Martinet & Texereau met at the École Nationale Supérieure des Arts Décoratifs in Paris and started working together in 2008. They were still students when they did their first collaboration. Started with a simple idea to draw together in large formats, without revealing their individual actions, they, unknowingly at the time, formed the basis of their joint work 12 years later.

“We’ve always drawn, but when we were young it was in a very instinctive way like all kids do. Our meeting and collaboration helped us intellectualize our practice. Together we started to think about what we wanted to do and why.”

Artist Duo at Work
Having to adjust their individual styles of drawing and create a new style which could accommodate the fact of drawing together, they chose a mechanical pencil as their preferred tool to work with.

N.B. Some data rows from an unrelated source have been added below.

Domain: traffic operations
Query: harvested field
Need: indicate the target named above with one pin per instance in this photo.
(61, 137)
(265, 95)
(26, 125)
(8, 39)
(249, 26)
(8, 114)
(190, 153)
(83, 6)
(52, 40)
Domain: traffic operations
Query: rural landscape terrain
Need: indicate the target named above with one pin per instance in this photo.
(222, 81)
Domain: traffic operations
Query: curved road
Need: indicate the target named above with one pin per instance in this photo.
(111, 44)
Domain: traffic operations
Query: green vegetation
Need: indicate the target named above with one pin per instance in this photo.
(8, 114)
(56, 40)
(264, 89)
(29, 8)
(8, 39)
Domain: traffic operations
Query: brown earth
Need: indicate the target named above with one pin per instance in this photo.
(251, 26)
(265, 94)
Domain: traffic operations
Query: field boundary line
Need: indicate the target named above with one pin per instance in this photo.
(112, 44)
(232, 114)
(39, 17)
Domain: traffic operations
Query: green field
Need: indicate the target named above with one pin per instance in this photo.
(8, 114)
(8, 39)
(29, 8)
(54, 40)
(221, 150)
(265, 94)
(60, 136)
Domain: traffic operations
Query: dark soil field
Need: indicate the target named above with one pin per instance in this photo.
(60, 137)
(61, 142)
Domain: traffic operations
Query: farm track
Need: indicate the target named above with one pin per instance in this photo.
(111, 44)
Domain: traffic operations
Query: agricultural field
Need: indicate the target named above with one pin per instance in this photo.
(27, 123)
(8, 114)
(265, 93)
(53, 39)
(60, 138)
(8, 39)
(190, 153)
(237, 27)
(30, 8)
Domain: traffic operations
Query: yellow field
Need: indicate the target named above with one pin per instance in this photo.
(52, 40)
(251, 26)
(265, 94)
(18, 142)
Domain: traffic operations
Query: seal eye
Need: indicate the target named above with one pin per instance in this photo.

This simple tool was the key to a successful collaboration: with a mechanical pencil, the line – its thickness – is always the same, no matter who’s holding it.
“Working as a pair has really determined how things developed.”


With precise lines and angles, the artist duo creates poetry of the space within a grayscale drawing: sacred geometry with which they depict ordinary objects, makes the viewer meditate upon the simplicity. The elegant dance of light, volumes, and clear lines invokes a sense of nostalgia. The absence of a human subject forces the viewer to get pulled in the space, making them the part of its poetry. Blessed with the opportunity to fill in the absence of an empty space within a drawing, the viewer is fully engaged in the present moment, experiencing the spirituality of meditatively observing the ordinary.

“We think that the amazing can be found in the details of the everyday, which we just have to learn to see. This is exactly what our work does for us, it teaches us to see beauty in ordinary things. We hope that maybe it could work like this for other people, too.”